Liderado pela Tanzânia, Guiana e pelo Iraque, o boicote africano denunciava a presença da selecção da Nova Zelândia no evento desportivo. A Nova Zelândia tinha enviado a equipa de râguebi fazer uma digressão na África do Sul, país que estava suspenso da Comunidade Internacional por causa da política racista do Apartheid.
O Mali e a Suazilândia ainda participam na cerimónia de abertura, presidida pela rainha Elisabeth II e pela família britânica, acabando depois por desistir dos Jogos. Os Camarões, Egipto, Marrocos e Tunísia ainda chegam a competir nos primeiros dias de provas, acabando depois por retirar as delegações.
Esta decisão leva à saída de cerca de trinta países e de 700 atletas. Entre eles, os atletas Filbert Bayi e John Akii-Bua (Tanzânia e Uganda) que estavam entre os favoritos. Taiwan, que viu negado o direito de usar o nome República da China, acabou por boicotar o evento desportivo.
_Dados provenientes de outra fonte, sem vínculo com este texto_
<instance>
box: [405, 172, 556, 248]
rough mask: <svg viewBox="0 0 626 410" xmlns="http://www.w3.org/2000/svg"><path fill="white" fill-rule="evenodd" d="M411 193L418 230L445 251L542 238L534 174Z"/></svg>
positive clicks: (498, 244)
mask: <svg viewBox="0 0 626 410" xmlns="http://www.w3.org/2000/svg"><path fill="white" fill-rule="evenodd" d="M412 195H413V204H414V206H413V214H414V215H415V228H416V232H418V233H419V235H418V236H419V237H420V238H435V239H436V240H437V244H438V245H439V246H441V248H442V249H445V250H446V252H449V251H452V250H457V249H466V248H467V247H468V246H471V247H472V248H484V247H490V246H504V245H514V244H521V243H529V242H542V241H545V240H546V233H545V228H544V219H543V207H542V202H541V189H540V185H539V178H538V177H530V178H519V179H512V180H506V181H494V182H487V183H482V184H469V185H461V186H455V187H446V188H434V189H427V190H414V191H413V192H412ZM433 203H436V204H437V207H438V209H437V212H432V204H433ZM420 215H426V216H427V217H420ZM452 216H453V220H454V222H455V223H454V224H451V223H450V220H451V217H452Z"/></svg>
Apenas a Costa do Marfim e o Senegal marcaram presença, alegando querer participar em todas as provas para as quais se tinham classificado e viver a experiência olímpica.
Angola: O sacrifício de uma geração
Em 1976, Angola vivia um conjunto de experiências difíceis, do ponto de vista desportivo. O país tinha alcançado a independência em 1975, motivando o êxodo da população que vivia aqui no país e a um défice desportivo. O actual presidente do Comité Olímpico Angolano e antigo basquetebolista, Gustavo da Conceição, recorda que, apesar de em 1976 Angola não ter Comité Olímpico, os atletas estavam “politicamente solidários” com o boicote.
“Tinha uma ideia do que estava a acontecer, estávamos politicamente solidários. O nosso continente vivia um conjunto de situações desumanas, com relações ainda coloniais, separação de raças. Este boicote resultou da politização de uma competição que tinha havido entre a Nova Zelândia e a África do Sul, na altura banida do desporto por praticar o Apartheid”, explica.
Ainda assim, Gustavo da Conceição admite que desportivamente existia, igualmente, a consciência de que era um preço demasiado alto para os atletas que ficaram privados da experiência olímpica.
“Tínhamos consciência que poderíamos estar na presença do sacrifício de uma geração e de muitos anos de trabalho. Os Jogos Olímpicos são competições estratégicas e a preparação resulta de um planeamento que é feito a longo prazo. Muitas vezes esta é a única oportunidade que se tem para participar, porque quatro anos depois já se tem outra idade”, nota.
O Comité Olímpico de Angola viria a ser formado em 1979 e reconhecido em 1980, ano em que o país participa nos Jogos Olímpicos de Moscovo, sem obter qualquer medalha.
Provavelmente Moçambique “teria aderido ao boicote”
Em entrevista à RFI, Alexandre Zandamela, profundo conhecedor da história desportiva moçambicana, sublinha que se o seu país tivesse participado nos Jogos Olímpicos de Montreal, provavelmente “teria aderido a esse boicote”.
Lembra o antigo jornalista que “Moçambique se tornou independente a 25 de Junho de 1975. Um período que ficou marcado pela saída massiva de pessoas, que foram sobretudo para Portugal. Pessoas que estavam ligadas ao desporto, tanto ao nível de dirigentes como ao nível de atletas. Facto que contribui para que o começo de Moçambique independente do ponto vista desportivo carecesse de quadro formados.”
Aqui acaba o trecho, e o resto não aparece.